Theo başını salladı ve Felix'e baktı. “Ne düşünüyorsun?”
“Onun seni korumasıyla tüm düşmanları ortadan kaldırabilirim.” Felix başını salladı.
Hem Chris hem de Jeff Felix'e baktı. Onun hakkında bazı bilgiler toplamışlardı, dolayısıyla Felix'in sözlerinin boş bir tehdit olmadığını biliyorlardı.
Felix'in gruptaki en sadık kişi olduğu görülüyordu. Theo'nun Felix'i nasıl işe almayı başardığını bilmiyorlardı ama Felix gerçekten de Theo'nun herkesi öldürebilecek kılıcına benziyordu.
“Her iki durumda da plan bu. Moğol Ordusuna bazı silahlar sağlıyoruz, o yüzden Yıldız Grubunun uçağıyla oraya gideceğiz. Ayrılmadan önce herhangi bir sorunuz var mı?”
“Sadece bir tane.” Jeff ellerini kaldırdı. “Düşmanın toplu katliamlar için silahları var, değil mi? Bununla nasıl mücadele edeceğiz? Uzaktan bizi fark edip öldürebilirler…” diye sordu Jeff.
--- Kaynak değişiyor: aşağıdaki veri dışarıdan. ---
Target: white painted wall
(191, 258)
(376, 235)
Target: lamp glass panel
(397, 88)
“Emin değilim. Şimdilik Yıldız Grubu'nun bir muhbirle bağlantısı var. Muhbir onları bulabilir gibi görünüyor. Daha sonra onları yenmek için orduyla işbirliği yapacağız. Orduya gelince…” Theo gülümsedi. “Neden burada olduğunu düşünüyorsun Jeff?”
“Ah!” Jeff aniden Theo'nun planını anlayarak bir şeyin farkına vardı. Bu dövüşte yeteneğinin çok önemli olduğu görülüyordu. “Anlaşıldı. Bu artık heyecan verici olmaya başladı.”
“Anlaşmamızı unutmamalısın, değil mi? Kendimi ölüme göndermeyeceğim.” Chris ekledi ve Theo'ya durumu hatırlattı.
“Endişelenme. Birkaç düzenlemem var… Sadece bilgiyi aldıktan sonra hangi planı kullanacağımı doğrulamak istiyorum.” Theo çaresizce başını salladı. “Sözümü bozmayı planlamıyorum.”
“Sadece bir şeyi doğrulamak istedim. Hala hatırladığına göre, bu görevde seni takip edeceğim.” Chris başını salladı ve sonunda görevi kabul etti.
“Tamam. Havaalanına gidelim.” Theo, malikaneden onlara bakan Millie ve Isaac'e bakmadan önce başını salladı. Isaac bu sefer Theo'yu takip edemediği için somurtuyordu.
Ancak Felix ona dik dik baktığında bu somurtkan yüzün yerini çok geçmeden dehşete düşmüş bir ifade aldı.
Felix'in gözlerindeki baskı, Isaac'in kızına bir şey olursa öleceğini anlaması için yeterliydi.
Artık aşırı korumacı olan babasının sevgisini hisseden Millie kıkırdarken Isaac öfkeyle başını salladı.
Bundan sonra Theo ve üç Efsanevi Derece Uzmanı sonunda malikaneden ayrıldı.
En güncel romanlar Fenrir Scans 'da yayınlandı.